Some LCD Panel Production Lost at AUO
Last week an earthquake struck Taiwan. This isn't an extraordinary event for the country, but it does have repercussions. AU Optronics (AUO), one of the leading makers of LCD panels, said this week that some of its production lines had been impacted by the quake, and it had taken it "at least a few hours" to clean up and repair them before resuming operations. Some of the output was lost because of the disaster, reports DigiTimes, citing Paul Peng, the chairman of AU Optronics.
Mr. Peng did not quantify the company's losses, but AUO makes hundreds of thousands of LCD panels every day, so the earthquake will clearly impact the supply of display panels. Back in November, AUO produced 10.81 million large-sized panels for LCD TVs, desktops, and notebooks as well as 9.35 million small-and-medium-sized panels. AUO says it has now resumed normal operations.
It is noteworthy that foundries and memory makers immediately suspended operations when the earthquake started, then quickly resumed after it ended. According to TrendForce, semiconductor companies have not reported substantial damage to their fab buildings and production tools.
Power Outage in Japan Disrupts Supply of Glass Substrates
On November 10, a power outage in Takatsuki, Japan, disrupted operations at Nippon Electric Glass's Shiga-Takatsuki plant that manufactures glass substrates for flat-panel displays. The outage lasted for five hours and damaged some of NEG's production equipment, the company revealed in its statement.
NEG owns about 10% of the world's glass substrate manufacturing capacity and supplies glass substrates for LCD panels to numerous panel makers, according to the chairman of AUO. Consequently, NEG's production problems will impact the whole market as customers that buy from NEG will have to source components from other suppliers.

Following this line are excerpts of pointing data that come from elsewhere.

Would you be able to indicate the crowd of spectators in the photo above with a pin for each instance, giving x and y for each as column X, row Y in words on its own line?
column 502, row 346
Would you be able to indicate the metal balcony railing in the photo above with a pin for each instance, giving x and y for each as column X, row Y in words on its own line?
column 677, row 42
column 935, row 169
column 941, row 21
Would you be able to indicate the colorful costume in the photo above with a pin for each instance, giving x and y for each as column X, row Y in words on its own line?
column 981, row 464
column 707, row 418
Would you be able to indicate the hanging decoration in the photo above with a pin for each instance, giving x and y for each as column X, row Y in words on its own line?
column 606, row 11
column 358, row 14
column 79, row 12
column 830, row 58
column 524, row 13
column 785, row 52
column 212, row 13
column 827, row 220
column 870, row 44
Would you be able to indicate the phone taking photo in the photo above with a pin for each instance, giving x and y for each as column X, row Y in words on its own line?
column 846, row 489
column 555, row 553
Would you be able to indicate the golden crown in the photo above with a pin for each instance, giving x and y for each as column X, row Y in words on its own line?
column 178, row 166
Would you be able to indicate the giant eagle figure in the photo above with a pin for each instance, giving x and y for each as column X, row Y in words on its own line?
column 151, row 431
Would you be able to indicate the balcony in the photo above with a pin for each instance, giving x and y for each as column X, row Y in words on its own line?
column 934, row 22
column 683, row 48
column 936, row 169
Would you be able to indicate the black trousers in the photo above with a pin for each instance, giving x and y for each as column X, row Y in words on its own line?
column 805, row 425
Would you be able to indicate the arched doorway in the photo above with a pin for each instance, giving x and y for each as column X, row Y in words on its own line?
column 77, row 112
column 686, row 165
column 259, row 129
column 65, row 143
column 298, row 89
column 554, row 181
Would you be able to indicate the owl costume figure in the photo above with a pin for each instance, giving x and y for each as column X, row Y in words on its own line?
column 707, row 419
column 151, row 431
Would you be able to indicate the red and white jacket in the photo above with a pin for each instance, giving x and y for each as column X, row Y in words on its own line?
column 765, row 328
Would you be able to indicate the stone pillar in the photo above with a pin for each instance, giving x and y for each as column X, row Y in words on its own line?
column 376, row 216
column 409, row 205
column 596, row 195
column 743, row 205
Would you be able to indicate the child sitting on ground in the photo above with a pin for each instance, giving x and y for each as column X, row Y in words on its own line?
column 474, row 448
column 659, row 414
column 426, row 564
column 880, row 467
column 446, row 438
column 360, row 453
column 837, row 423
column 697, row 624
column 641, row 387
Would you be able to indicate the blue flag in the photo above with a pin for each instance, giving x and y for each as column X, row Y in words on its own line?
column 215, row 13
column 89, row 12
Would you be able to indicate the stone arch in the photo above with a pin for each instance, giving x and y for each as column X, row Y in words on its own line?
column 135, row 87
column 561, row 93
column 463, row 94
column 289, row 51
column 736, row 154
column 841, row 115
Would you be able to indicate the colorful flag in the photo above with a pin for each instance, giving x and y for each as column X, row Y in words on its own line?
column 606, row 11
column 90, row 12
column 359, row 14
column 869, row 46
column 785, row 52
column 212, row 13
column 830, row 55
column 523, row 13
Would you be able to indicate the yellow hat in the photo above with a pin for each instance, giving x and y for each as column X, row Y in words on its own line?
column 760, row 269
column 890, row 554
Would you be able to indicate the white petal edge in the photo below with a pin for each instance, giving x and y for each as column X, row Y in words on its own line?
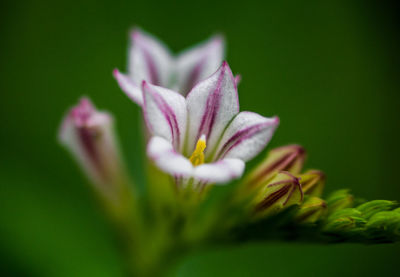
column 211, row 105
column 219, row 172
column 165, row 113
column 246, row 136
column 129, row 87
column 167, row 159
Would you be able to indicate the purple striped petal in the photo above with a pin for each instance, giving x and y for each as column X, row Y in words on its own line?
column 89, row 135
column 199, row 62
column 246, row 136
column 165, row 113
column 167, row 159
column 212, row 104
column 129, row 87
column 149, row 59
column 219, row 172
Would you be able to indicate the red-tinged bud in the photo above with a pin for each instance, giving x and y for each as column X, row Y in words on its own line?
column 287, row 158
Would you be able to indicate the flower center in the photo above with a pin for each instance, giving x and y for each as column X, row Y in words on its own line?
column 197, row 158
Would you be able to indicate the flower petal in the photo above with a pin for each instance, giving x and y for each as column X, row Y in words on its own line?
column 129, row 87
column 149, row 59
column 212, row 104
column 167, row 159
column 246, row 136
column 221, row 171
column 165, row 113
column 199, row 62
column 89, row 135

While NEG said it did not expect any major damages to its production equipment, Paul Peng pointed out that it might take at least three to four months for NEG to resume normal operations, which means that its supplies will be constrained until late Q1 or early Q2 2021. NEG has yet to confirm this information.
Nippon Electric Glass is not the primary supplier of glass substrates to AUO and Innolux, so they will not be severely affected by NEG's potential supply disruptions. Meanwhile, NEG is a close partner of LG Display (the two companies even run a joint venture together), so the South Korean company may be affected more significantly.
LCD Panels: Things Get More Complicated
Previously PC makers complained about shortages of components like T-con boards and driver ICs, which drove display costs up. With extra disruptions in shipments of panels and glass substrates, the situation will only get worse and the supply chain will become even more convoluted.
The chairman of AU Optronics did not reveal his expectations concerning prices of LCD panels and displays in the coming months. Still, it is evident that shortages usually lead to price hikes. The only question is how significant the hikes will be.